From fd9d32f02264679abb495808614991d1650e786d Mon Sep 17 00:00:00 2001
From: Peter Steinberger <steipete@gmail.com>
Date: Mon, 27 Apr 2026 11:41:31 +0100
Subject: [PATCH] fix(agents): retry empty compatible turns

---
 CHANGELOG.md                                  |  2 +-
 docs/cli/agent.md                             |  2 +
 .../run.incomplete-turn.test.ts               | 80 +++++++++++++++++++
 .../pi-embedded-runner/run/incomplete-turn.ts |  2 +-
 src/cli/program/register.agent.test.ts        | 14 ++++
 src/cli/program/register.agent.ts             |  1 +
 src/commands/agent-via-gateway.test.ts        | 15 ++++
 src/commands/agent-via-gateway.ts             |  2 +
 8 files changed, 116 insertions(+), 2 deletions(-)
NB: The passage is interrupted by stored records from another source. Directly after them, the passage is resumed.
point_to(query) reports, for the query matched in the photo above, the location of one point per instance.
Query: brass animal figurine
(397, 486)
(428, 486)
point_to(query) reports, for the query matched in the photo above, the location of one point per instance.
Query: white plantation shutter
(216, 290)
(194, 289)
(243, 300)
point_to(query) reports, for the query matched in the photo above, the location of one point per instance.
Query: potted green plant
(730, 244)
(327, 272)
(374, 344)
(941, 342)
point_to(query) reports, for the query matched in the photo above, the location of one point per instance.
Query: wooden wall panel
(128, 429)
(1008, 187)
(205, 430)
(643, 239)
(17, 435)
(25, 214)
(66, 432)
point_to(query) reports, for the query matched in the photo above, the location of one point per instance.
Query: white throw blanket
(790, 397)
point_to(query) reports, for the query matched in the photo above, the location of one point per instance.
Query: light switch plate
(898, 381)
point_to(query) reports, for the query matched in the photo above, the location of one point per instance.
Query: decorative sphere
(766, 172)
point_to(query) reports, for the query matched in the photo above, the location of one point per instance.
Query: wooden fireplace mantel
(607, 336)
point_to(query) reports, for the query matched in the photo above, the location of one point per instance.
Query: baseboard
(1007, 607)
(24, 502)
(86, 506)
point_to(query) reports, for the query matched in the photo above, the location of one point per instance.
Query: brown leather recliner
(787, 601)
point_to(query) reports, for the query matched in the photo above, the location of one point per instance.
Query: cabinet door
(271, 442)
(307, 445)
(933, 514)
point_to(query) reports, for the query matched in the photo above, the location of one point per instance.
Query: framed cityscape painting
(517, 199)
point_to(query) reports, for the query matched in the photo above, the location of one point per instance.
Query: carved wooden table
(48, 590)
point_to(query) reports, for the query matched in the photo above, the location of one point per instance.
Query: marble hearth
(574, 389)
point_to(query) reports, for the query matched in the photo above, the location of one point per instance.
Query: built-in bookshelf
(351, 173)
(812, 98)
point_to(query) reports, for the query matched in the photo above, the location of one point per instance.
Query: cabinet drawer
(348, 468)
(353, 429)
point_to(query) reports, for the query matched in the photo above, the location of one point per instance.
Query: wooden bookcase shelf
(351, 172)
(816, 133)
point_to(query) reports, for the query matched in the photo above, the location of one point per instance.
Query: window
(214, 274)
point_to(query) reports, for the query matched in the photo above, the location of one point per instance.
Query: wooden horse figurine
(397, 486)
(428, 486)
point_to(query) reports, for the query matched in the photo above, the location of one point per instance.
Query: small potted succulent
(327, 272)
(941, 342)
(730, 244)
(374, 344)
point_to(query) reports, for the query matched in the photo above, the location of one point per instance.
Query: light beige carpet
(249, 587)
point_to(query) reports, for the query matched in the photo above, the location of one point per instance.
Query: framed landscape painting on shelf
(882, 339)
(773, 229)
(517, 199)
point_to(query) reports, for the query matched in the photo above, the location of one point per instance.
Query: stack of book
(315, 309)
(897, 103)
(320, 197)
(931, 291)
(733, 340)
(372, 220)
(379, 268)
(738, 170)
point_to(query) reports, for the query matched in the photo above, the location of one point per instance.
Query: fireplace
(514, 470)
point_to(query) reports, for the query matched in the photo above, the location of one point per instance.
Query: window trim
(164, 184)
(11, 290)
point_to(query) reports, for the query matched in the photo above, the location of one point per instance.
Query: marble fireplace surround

diff --git a/CHANGELOG.md b/CHANGELOG.md
index 5b775dca202..484055d8ba6 100644
--- a/CHANGELOG.md
+++ b/CHANGELOG.md
@@ -26,7 +26,7 @@ Docs: https://docs.openclaw.ai
 - Channels/setup: treat bundled channel plugins as already bundled during `channels add` and onboarding, enabling them without writing redundant `plugins.load.paths` entries or path install records. Fixes #72740. Thanks @iCodePoet.
 - WhatsApp: honor gateway `HTTPS_PROXY` / `HTTP_PROXY` env vars for QR-login WebSocket connections, while respecting `NO_PROXY`, so proxied networks no longer fall back to direct `mmg.whatsapp.net` connections that time out with 408. Fixes #72547; supersedes #72692. Thanks @mebusw and @SymbolStar.
 - Bonjour: default mDNS advertisements to the system hostname when it is DNS-safe, avoiding `openclaw.local` probing conflicts and Gateway restart loops on hosts such as `Lobster` or `ubuntu`. Fixes #72355 and #72689; supersedes #72694. Thanks @mscheuerlein-bot, @gcusms, @moyuwuhen601, @pavan987, @zml-0912, @hhq365, and @SymbolStar.
-- Agents/OpenAI-compatible: retry replay-safe empty `stop` turns once for `openai-completions` endpoints, so transient empty local backend responses no longer surface as “Agent couldn't generate a response” when a continuation succeeds. Fixes #72751. Thanks @moooV252.
+- Agents/OpenAI-compatible: retry replay-safe empty `stop` turns once for `openai-completions` endpoints, so transient empty local backend responses no longer surface as “Agent couldn't generate a response” when a continuation succeeds, and restore `openclaw agent --model` for one-shot CLI runs. Fixes #72751. Thanks @moooV252.
 - Git hooks: skip ignored staged paths when formatting and restaging pre-commit files, so merge commits no longer abort when `.gitignore` newly ignores staged merged content. Fixes #72744. Thanks @100yenadmin.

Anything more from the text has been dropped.